Why do we not use the GAF (Global Assessment of Functioning) scale anymore?
GAF was removed from the DSM-5 in October, 2018 and was replaced with WHO DAS 2.0. The DSM-5 is the Diagnostic and Statistical Manual for Psychological Disorders that replaced DSM-IV. In my opinion the GAF score was a better pairing for disability claims, and most mental health providers continued to provide GAF scores far beyond 2018.
WHO DAS 2.0 is a questionnaire that can be completed by the insured, family members, and anyone else who has contact with someone on claim. Most mental health providers ignore WHO DAS 2.0 and opt for their own observations and clinical reviews to determine overall functioning.
My clients are often asked to complete The WHO DAS 2.0, which I score for them.
How do I prepare for a Unum phone interview?
Yikes! I must have at least twenty articles on my blog about not speaking with any insurance company on the phone. While I’m referring you to my other articles, let me say one more time that the top preparation for a Unum phone interview is to not give one.
In brief, insureds who are taking pain or depressive medications should NOT speak on the phone with insurers particularly when spontaneous answers are required.

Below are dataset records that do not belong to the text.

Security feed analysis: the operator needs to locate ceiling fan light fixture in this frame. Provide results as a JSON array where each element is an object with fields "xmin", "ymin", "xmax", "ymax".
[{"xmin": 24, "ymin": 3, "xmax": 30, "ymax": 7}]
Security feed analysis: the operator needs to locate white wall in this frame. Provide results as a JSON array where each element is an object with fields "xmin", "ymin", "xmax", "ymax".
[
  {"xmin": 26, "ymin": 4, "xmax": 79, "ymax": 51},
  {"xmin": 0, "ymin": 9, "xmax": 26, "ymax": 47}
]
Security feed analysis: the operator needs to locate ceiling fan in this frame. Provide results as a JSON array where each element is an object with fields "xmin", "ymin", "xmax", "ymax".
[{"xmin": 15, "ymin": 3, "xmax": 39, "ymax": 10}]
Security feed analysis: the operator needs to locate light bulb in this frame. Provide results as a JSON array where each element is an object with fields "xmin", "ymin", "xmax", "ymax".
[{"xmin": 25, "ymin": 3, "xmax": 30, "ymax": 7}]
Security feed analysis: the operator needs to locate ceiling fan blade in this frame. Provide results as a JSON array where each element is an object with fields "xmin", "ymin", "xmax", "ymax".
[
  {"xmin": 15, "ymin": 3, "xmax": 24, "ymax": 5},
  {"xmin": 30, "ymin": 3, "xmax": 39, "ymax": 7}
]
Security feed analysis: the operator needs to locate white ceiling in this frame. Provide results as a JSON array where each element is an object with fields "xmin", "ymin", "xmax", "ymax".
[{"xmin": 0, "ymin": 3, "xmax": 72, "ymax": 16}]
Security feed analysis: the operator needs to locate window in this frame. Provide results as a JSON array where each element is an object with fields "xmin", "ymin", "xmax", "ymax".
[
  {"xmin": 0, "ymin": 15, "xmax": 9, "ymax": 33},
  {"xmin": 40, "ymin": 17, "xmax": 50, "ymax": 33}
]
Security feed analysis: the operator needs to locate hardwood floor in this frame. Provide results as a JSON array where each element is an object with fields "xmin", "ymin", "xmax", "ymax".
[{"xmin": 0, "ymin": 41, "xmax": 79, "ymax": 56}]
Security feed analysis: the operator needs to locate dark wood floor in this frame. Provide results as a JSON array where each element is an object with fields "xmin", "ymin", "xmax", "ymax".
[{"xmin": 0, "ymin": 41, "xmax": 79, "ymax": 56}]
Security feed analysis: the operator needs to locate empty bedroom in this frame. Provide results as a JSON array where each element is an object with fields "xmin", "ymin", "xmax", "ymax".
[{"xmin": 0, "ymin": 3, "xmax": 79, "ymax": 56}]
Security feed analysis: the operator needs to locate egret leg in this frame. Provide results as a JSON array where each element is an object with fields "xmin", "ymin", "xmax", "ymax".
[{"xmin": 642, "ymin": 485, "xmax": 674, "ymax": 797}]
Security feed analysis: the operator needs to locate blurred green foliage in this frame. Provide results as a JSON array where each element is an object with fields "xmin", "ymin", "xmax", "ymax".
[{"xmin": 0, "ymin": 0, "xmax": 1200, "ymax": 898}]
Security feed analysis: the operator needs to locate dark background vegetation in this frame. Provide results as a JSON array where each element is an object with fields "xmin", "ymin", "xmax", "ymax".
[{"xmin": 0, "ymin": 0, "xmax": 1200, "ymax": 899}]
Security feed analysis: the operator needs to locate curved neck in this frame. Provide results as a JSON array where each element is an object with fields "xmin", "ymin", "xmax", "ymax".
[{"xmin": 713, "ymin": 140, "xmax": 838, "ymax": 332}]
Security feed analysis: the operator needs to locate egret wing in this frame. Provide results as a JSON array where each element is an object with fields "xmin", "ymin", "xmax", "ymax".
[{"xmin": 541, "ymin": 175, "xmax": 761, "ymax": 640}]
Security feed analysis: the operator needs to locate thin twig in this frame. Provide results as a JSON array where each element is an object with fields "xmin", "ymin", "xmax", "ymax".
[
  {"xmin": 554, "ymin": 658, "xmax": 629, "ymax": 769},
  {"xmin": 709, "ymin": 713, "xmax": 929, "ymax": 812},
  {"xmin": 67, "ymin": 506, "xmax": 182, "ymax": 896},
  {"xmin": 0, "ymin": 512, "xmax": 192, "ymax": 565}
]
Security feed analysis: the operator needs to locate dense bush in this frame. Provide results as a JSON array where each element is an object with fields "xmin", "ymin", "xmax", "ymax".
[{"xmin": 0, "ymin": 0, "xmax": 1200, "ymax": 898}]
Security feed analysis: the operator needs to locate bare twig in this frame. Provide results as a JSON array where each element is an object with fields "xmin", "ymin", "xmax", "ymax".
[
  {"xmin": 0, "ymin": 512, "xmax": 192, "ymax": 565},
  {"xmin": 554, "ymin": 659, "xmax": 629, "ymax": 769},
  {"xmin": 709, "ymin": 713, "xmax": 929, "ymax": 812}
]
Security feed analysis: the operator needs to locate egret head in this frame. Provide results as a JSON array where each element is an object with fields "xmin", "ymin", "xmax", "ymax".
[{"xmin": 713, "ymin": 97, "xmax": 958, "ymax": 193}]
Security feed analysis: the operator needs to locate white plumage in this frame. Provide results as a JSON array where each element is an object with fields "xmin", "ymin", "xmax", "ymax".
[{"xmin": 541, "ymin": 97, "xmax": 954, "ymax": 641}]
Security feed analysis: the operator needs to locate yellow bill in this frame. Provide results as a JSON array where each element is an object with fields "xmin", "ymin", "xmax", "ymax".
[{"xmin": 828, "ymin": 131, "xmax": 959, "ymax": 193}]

Second, claims handlers are trained, and are provided templates of questions that management wants them to ask. Most of the questions are repeats from information provided on initial applications looking for inconsistency of report.
Insureds can never trust that information provided on the phone is documented accurately. Therefore, it is never a good idea for insureds to speak directly on the phone with claims handlers. Ask for all communications in writing so that you will actually have time to THINK about your answers.
Who should I contact with an ERISA complaint?
I’m sorry to say, but the ERISA folks have no one to file complaints with until AFTER claims are denied. There is no mandate from the federal government for EBSA offices (Employment Benefits Security Administration, local regional offices of the U.S. Department of Labor), to assist with ongoing claims management issues. In other words, no one cares, until after the damage is already done.
Although I already knew this was true prior to the April 1, 2018 amendments, it became very apparent after the amendments came into effect. I have to say that many claimants mistakenly think that ERISA somehow sets up rules for “claims review and management”, but ERISA law does not do that. Most of ERISA has to do with setting disclosure and litigation standards of review after claims are denied.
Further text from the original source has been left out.